OK MND,
I knew a fair bit about you before you entered our lives. I knew you were a cruel and callous disease with no cure. I knew you were to be feared. I never dreamed though that you would enter our lives as you did.
My husband was a farmer, born and bred. It was the only life he knew and he loved it. He is also kind and funny, gentle and shy, but also very stubborn, a little OCD and very much a man of habit,
He always worked too hard and the only thing we used to argue about were the hours he worked and the little time we shared as a couple and family. I used to wish and wish that he could spend more time with us…yes..wish and wish.

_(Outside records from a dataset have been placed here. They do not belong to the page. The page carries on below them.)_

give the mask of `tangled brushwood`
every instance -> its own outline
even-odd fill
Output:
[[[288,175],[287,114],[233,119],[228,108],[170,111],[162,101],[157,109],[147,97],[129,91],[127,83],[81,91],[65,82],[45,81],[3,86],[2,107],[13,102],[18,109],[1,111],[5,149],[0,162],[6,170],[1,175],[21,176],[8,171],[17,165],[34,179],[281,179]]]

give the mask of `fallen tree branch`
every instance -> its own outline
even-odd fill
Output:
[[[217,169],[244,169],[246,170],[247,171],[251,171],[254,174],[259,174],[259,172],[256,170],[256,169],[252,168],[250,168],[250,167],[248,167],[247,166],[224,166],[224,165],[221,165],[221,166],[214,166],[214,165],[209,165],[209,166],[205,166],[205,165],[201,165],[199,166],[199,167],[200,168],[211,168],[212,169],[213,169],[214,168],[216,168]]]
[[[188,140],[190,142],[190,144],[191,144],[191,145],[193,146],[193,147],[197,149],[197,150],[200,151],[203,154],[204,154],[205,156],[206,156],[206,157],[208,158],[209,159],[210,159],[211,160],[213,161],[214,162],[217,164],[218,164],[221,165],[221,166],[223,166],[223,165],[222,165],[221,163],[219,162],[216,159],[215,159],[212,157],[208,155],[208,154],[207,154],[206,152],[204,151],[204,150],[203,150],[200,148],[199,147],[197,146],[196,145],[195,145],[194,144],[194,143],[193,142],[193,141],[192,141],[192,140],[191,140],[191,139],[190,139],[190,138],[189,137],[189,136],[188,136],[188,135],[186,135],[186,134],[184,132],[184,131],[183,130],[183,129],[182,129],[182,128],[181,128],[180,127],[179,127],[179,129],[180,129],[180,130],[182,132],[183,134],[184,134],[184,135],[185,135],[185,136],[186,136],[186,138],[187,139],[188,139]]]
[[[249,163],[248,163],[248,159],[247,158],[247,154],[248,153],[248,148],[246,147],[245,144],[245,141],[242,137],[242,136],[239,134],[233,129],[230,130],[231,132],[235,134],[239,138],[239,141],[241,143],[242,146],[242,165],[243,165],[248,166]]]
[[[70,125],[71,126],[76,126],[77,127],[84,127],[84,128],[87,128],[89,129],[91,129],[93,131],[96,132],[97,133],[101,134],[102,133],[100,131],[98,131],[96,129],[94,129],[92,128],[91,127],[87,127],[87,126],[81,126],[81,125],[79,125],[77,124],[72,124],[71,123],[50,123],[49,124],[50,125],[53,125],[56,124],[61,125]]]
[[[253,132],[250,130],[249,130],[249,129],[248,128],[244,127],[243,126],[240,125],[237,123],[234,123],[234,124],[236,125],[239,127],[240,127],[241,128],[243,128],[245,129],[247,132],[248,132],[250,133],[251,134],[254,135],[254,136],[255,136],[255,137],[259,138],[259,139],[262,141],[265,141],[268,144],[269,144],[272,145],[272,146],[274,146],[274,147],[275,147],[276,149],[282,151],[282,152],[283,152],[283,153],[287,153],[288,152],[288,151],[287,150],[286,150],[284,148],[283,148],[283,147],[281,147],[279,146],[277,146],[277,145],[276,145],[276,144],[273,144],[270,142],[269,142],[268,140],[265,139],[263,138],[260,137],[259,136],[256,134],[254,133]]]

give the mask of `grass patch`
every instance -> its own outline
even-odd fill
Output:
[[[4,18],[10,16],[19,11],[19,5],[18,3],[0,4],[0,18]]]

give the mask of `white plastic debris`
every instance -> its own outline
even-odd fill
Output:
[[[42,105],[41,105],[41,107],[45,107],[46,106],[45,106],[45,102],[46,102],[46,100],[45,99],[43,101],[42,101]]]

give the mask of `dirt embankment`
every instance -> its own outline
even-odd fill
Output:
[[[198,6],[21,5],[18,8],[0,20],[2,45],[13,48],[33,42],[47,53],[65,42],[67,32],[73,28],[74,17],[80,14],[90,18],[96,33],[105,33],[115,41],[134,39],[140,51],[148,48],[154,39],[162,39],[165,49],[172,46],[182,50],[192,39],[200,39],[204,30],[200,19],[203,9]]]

It seems you decided to grant my wish MND..yes… like the Grimm Reaper with a sickly smile on your face, you sunk your tentacles deep into him and his fate was sealed along with the granting of my wish.
I regret that wish, everyday of my life. Take it back MND, take it back. Yes we do spend more time together, all of our time together. That is not a problem. My husband is still gentle and kind, he still smiles and rarely gets angry. He is patient with me when I forget to clamp his PEG tube and his stomach contents syphon out all over his tummy. He is patient with me when I deal with my own frustations and get grumpy with life.
I would take back our old life though in a heart beat. I would take back having him working all those hours, for him to be happy and healthy. I would make sure I would never wish it to be otherwise.
I would have been so careful what I wished for MND, especially if I had know you had the power to grant them.
Oh and by the way, I hate you very much MND.